You can’t have it all, but
You can have an epiphany a decade in the making break over your mind like a rotten egg, doomed and wasted and foul.
It chants that you are a long-broken person, and you do your best to ignore the verses of the psalm that echo “there’s no fixing it, there’s no fixing it...”
You can have your tears leaking through the cracks quickly mended by kisses from someone who has learned how to harvest gold from life,
Who has painted his own broken bits back together,
Who freely admits his kinship with Pagliacci but places neither judgment nor shame on his sorrow,
Who has found riches where the rich dare not set foot,
For the monsters of their own make that lurk, barring the way to the vault of constancy, would make ribbons of them should they attempt to cross.

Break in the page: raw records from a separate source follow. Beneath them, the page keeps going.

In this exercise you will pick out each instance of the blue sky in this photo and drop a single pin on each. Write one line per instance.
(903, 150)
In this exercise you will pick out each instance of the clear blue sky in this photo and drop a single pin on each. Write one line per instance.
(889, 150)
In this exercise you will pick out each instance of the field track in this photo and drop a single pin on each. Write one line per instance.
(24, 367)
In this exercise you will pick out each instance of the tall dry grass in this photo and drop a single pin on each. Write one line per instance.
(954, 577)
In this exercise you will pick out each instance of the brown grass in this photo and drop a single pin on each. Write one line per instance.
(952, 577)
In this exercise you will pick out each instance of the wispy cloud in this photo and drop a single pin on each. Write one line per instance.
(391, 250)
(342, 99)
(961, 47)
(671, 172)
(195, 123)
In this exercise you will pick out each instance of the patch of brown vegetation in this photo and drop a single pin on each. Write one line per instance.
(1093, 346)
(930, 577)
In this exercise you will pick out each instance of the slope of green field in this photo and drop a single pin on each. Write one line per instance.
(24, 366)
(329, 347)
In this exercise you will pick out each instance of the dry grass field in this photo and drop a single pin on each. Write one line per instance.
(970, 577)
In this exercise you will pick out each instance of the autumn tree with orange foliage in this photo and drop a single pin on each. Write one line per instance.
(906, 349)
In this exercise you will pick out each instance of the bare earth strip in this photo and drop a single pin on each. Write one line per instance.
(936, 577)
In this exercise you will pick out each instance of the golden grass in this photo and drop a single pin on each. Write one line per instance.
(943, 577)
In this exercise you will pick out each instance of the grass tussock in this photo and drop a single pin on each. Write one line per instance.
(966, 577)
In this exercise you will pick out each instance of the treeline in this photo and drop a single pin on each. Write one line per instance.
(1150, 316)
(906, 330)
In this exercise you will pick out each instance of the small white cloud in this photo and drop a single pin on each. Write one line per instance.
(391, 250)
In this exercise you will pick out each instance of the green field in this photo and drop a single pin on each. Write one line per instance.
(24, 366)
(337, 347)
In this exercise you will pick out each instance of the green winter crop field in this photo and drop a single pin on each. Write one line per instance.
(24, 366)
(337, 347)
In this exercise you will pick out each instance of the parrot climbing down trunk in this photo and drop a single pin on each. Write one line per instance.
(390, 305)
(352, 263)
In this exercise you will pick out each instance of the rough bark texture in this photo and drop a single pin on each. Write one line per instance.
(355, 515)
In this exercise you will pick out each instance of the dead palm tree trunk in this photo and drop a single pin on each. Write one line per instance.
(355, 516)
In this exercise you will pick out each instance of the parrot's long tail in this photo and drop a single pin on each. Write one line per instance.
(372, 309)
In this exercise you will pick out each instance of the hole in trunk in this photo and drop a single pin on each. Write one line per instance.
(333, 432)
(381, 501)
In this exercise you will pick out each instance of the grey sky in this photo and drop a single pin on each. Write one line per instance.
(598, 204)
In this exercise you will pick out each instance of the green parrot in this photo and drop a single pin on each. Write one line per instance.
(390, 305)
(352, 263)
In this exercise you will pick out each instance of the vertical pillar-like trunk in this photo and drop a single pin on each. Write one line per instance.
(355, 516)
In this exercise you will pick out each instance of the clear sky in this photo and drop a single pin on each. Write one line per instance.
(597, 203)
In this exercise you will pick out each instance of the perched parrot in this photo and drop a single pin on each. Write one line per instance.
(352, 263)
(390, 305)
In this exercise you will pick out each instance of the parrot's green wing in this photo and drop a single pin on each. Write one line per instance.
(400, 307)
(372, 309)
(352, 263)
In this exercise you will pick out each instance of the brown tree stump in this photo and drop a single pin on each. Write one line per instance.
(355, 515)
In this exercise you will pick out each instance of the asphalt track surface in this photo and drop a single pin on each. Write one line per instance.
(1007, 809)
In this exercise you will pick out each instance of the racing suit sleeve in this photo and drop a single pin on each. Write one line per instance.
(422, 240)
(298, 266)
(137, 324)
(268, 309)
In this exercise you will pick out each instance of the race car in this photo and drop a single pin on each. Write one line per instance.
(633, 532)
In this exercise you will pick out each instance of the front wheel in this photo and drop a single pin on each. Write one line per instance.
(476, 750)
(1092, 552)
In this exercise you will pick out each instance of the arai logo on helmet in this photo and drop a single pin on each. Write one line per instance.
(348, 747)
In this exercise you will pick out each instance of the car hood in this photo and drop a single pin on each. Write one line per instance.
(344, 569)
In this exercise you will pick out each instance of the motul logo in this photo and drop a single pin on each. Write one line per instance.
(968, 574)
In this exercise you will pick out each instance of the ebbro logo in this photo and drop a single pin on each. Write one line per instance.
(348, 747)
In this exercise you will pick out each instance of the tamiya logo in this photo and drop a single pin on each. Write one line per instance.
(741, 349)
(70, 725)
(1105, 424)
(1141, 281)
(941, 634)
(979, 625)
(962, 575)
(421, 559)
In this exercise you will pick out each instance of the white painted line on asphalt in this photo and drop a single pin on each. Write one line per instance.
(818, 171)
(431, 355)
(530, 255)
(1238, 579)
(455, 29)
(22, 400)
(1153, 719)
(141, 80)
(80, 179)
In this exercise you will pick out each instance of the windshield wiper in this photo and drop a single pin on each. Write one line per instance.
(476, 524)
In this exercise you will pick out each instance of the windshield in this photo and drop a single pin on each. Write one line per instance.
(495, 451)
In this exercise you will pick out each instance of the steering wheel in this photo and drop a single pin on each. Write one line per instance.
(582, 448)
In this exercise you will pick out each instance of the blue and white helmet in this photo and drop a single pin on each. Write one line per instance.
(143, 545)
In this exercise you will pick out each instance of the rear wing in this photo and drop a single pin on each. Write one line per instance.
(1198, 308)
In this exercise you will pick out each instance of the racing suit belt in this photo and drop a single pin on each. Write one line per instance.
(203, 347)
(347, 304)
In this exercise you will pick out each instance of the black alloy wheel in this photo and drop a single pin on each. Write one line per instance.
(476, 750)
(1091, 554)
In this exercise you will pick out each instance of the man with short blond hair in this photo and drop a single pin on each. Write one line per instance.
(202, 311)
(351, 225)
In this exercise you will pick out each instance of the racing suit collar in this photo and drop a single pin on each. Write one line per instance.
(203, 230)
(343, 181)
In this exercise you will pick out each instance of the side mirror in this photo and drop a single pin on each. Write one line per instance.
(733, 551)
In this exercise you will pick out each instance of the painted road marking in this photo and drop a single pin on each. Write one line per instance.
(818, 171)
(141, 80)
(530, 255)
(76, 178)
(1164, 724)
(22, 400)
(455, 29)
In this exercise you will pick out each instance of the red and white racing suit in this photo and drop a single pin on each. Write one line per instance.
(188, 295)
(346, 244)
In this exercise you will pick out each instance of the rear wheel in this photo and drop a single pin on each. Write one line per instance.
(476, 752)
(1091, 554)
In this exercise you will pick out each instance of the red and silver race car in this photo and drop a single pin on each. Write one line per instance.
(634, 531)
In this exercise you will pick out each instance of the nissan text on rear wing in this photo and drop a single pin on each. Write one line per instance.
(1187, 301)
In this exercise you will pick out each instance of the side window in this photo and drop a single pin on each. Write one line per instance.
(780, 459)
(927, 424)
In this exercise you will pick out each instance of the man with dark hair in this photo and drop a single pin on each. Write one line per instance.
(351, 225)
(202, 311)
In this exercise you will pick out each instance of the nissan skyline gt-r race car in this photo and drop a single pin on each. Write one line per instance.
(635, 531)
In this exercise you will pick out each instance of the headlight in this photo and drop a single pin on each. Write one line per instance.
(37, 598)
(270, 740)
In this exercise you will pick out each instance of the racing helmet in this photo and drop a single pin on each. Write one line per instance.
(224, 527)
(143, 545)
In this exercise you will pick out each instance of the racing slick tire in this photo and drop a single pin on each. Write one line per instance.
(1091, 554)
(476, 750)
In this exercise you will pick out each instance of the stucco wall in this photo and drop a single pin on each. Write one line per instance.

You can have admiration for your lover take flight in the wild applause of your gaze as he makes fools of those who place less worth in themselves than they do in their possessions,
Who makes a mockery of the mad world’s worship of success, simply by existing,
Whose clumsy yet sublime mastery of life you, yourself, seek to possess, avaricious student that you are.
You can have sleepy breath beneath blankets on a cold early autumn morning, while your eyes dance across the ceiling perceiving the stars and your perspectives align into new constellations in the glorious void of understanding, awaiting better cosmologies to give meaning to their existence.
You can’t have it all, but there is this.